Steps to achieve the final suture configuration utilizing the double-loaded patellar suture anchors for (A) a locking Krackow stitch and (B) modified Mason-Allen stitch, followed by (C) Ethibond sutures for further soft tissue fixation of the graft.

Here, we can now see the final construct with the soft tissue suture configuration proximally and osseous fixation distally with the Achilles bone block being fixated in the tibia to span the entire construct.

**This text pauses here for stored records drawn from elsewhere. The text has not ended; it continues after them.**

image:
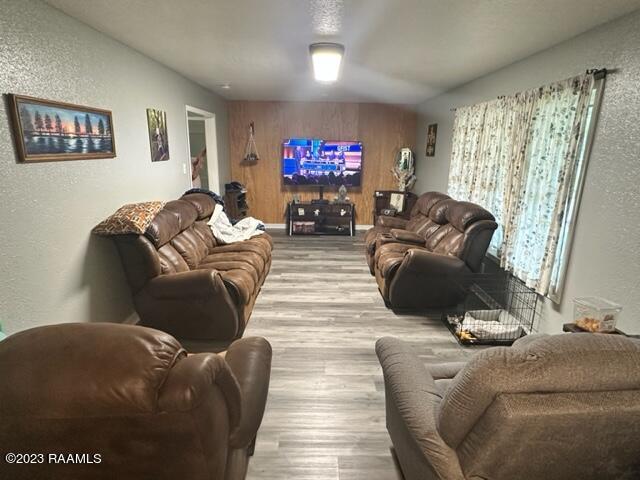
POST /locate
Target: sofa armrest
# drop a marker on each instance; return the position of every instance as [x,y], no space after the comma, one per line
[423,261]
[193,284]
[250,361]
[190,381]
[413,395]
[406,236]
[391,222]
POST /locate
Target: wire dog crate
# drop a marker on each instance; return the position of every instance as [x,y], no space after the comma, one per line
[497,309]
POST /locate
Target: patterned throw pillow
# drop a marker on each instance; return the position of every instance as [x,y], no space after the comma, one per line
[131,218]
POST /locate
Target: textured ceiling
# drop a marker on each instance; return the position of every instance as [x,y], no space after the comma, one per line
[401,51]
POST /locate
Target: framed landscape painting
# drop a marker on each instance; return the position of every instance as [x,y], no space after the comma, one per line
[158,138]
[45,130]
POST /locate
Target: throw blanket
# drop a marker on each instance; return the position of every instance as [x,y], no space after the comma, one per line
[131,218]
[227,233]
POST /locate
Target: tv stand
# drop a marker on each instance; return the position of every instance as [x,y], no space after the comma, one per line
[320,200]
[321,218]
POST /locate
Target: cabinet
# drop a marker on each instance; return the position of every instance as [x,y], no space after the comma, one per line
[382,201]
[321,219]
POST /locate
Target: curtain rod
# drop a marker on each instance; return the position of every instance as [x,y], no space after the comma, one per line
[597,73]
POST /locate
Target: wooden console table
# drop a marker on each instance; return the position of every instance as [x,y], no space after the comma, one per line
[321,219]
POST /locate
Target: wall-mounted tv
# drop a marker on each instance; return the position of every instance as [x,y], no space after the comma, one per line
[312,161]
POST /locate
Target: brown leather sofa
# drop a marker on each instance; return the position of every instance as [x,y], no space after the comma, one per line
[184,282]
[416,223]
[426,263]
[133,397]
[561,407]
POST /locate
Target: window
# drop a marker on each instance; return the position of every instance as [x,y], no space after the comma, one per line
[524,158]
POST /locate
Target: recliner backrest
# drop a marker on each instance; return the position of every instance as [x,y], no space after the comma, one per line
[560,395]
[419,215]
[128,393]
[177,240]
[466,233]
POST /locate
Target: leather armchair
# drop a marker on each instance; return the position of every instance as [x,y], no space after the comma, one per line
[133,396]
[562,407]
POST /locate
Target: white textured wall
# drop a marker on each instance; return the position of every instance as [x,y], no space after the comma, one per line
[605,258]
[52,269]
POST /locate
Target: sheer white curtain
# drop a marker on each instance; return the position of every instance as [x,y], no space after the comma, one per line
[519,157]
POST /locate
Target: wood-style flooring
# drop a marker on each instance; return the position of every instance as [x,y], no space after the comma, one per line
[321,311]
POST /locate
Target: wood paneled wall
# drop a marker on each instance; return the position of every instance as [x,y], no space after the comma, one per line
[382,129]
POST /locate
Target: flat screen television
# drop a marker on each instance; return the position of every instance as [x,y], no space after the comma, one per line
[316,162]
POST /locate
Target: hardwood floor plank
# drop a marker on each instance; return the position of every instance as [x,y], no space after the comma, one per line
[321,311]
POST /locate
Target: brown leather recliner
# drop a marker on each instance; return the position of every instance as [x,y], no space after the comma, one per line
[428,266]
[184,282]
[560,407]
[128,403]
[418,221]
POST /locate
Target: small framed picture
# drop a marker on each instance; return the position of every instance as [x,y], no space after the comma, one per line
[158,137]
[46,130]
[432,132]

Postoperative rehabilitation consists of weight bearing in full extension and a brace locked out without any motion until 6 weeks after surgery. We work on range of motion approximately 15° per week starting at 6 weeks getting to at least 90° of flexion by 12 weeks and full range of motion after that. We limit significant strengthening and squatting-type activities until 3 months after surgery. General pearls and pitfalls include making sure that the retinacular closure is done in a complete method in the setting of a chronic rupture. Sometimes, this requires imbrication as there may not be a formal tear in this area.

It is also helpful to get the bone-to-bone healing with the Achilles allograft in the tibia using an interference screw which can be backed up with a suture anchor as well to prevent displacement in the early postoperative. It is key to get the quadriceps tendon natively down to the proximal pole of the patella even if this requires a quadricepsplasty to obtain this. It is better to have some native tissue connecting as well as the augmentation with the allograft. Care should be taken to avoid chronic patella baja that is not corrected at the time of reconstruction performing a fat pad release as well as scar release adjacent to the patellar tendon.

The outcomes of allograft reconstruction for extensor mechanism injuries have been reported on, and the series seen here followed up 14 patients for an average of 52 months and saw that 25% approximately still had residual extensor lag after the procedure. They did have significant improvements in their patient-reported outcomes in general, and they were able to perform a straight leg raise at the final follow-up and did not have overt failure. The average satisfaction was 6 of 10.

References for this talk can be seen here.

Thank you very much for allowing us to present our technique on quadriceps tendon repair with Achilles tendon augmentation.